O Webb pode, no entanto, estudar planetas rochosos em órbitas temperadas ao redor de estrelas pequenas e fracas chamadas anãs M, que por acaso são as estrelas mais abundantes na nossa galáxia. Jacob Lustig-Yaeger, que trabalha com Stevenson no Laboratório de Física Aplicada Johns Hopkins, chama isso de “a oportunidade das anãs M”.
“É a chance que temos de procurar atmosferas ao redor de planetas pequenos, do tamanho da Terra – mas agora ao redor de estrelas pequenas”, disse Lustig-Yaeger. “Temos de equilibrar isso com o que começo a chamar de ‘perigo das anãs M’”.
As anãs M são pequenas e temperamentais – os cachorrinhos de colo da astronomia. Em seus primeiros cem milhões de anos de vida, essas pequenas estrelas agitadas produzem muita luz em comprimentos de onda ultravioleta e raios X de alta energia (XUV).
Mesmo depois de se acalmarem, ainda emitem uma fração maior de luz XUV do que estrelas semelhantes ao Sol. Essa radiação pode significar problemas para as atmosferas. Alguns cientistas suspeitam que, quando se trata de desaparecimento de ar, o que realmente importa é o XUV, não a luz solar total: ele queima as camadas mais altas da atmosfera de um planeta, onde é mais fácil para as partículas de gás escaparem.
“Esses planetas foram só torrados”, disse Lustig-Yaeger.
Enquanto os pesquisadores consideravam se tais mundos estrelados poderiam plausivelmente segurar suas atmosferas, Zahnle se uniu a Catling para estender o conceito de linha costeira cósmica.

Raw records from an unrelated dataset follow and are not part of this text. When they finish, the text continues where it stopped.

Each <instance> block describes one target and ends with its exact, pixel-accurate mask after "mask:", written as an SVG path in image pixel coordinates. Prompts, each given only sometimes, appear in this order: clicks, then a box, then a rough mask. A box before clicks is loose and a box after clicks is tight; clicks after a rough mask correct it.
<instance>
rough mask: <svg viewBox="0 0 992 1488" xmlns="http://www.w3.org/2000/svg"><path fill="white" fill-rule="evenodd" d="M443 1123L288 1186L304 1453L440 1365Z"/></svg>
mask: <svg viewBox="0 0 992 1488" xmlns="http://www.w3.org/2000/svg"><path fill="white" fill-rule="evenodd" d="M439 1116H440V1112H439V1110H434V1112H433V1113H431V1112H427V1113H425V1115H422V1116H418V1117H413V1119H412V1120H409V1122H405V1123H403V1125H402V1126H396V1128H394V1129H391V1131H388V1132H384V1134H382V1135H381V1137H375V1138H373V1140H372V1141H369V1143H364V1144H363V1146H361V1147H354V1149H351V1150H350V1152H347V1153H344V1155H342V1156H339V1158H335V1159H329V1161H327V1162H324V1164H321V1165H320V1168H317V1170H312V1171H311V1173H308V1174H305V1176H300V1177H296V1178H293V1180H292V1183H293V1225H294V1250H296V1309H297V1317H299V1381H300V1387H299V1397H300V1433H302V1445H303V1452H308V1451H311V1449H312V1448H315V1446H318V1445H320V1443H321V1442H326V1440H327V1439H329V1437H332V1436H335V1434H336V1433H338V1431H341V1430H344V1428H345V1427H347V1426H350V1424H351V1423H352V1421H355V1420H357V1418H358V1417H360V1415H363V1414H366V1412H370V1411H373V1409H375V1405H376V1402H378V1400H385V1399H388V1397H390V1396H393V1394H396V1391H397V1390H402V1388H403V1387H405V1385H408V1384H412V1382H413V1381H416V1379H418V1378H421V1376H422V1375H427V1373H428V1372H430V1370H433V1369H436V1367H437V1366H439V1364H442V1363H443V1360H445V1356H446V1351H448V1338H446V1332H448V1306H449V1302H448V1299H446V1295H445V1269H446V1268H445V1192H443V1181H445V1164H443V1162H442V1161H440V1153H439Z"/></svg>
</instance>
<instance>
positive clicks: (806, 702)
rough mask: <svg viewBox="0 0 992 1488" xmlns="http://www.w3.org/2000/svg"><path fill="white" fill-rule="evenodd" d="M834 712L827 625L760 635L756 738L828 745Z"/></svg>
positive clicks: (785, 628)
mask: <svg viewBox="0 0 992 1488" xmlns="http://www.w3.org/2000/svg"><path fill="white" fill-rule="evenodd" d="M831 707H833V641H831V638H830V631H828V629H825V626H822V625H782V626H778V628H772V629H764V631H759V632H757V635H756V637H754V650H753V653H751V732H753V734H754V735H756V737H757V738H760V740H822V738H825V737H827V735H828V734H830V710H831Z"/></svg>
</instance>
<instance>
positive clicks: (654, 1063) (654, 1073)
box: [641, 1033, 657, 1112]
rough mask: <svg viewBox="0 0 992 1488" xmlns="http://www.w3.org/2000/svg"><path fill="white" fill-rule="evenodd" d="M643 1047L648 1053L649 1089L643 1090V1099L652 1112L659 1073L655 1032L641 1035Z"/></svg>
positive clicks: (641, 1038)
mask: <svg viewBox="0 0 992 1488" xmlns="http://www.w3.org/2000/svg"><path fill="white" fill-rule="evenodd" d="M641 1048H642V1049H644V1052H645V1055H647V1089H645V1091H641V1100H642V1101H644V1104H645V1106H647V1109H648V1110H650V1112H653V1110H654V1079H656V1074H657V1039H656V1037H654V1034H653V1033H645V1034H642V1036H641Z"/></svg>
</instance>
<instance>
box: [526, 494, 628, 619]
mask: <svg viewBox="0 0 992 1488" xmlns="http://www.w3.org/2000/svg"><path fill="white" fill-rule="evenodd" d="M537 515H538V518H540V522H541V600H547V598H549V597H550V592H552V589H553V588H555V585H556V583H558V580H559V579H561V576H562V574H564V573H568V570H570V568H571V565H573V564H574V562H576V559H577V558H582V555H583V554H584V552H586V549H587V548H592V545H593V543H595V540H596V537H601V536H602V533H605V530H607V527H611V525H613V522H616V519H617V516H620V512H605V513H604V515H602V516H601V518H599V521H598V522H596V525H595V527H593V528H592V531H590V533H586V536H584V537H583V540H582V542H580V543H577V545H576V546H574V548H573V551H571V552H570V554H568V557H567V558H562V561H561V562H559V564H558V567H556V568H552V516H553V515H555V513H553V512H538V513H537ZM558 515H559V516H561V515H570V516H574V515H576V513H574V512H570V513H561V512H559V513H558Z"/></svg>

Em 2017, publicaram novos gráficos das linhas costeiras de luz solar e de impacto, dessa vez com centenas de exoplanetas conhecidos. E traçaram uma terceira linha costeira derivada da radiação XUV total que um planeta recebe ao longo da vida.
David Catling, astrônomo da Universidade de Washington, está mapeando as diferentes formas que a costa cósmica pode assumir. Foto: Cortesia de David Catling
Os três limites distinguiram os planetas do sistema solar igualmente bem. Mas as linhas costeiras de XUV e de luz solar cortam faixas muito diferentes na população de planetas rochosos orbitando anãs M, com mais mundos caindo no lado sem ar da linha divisória de XUV.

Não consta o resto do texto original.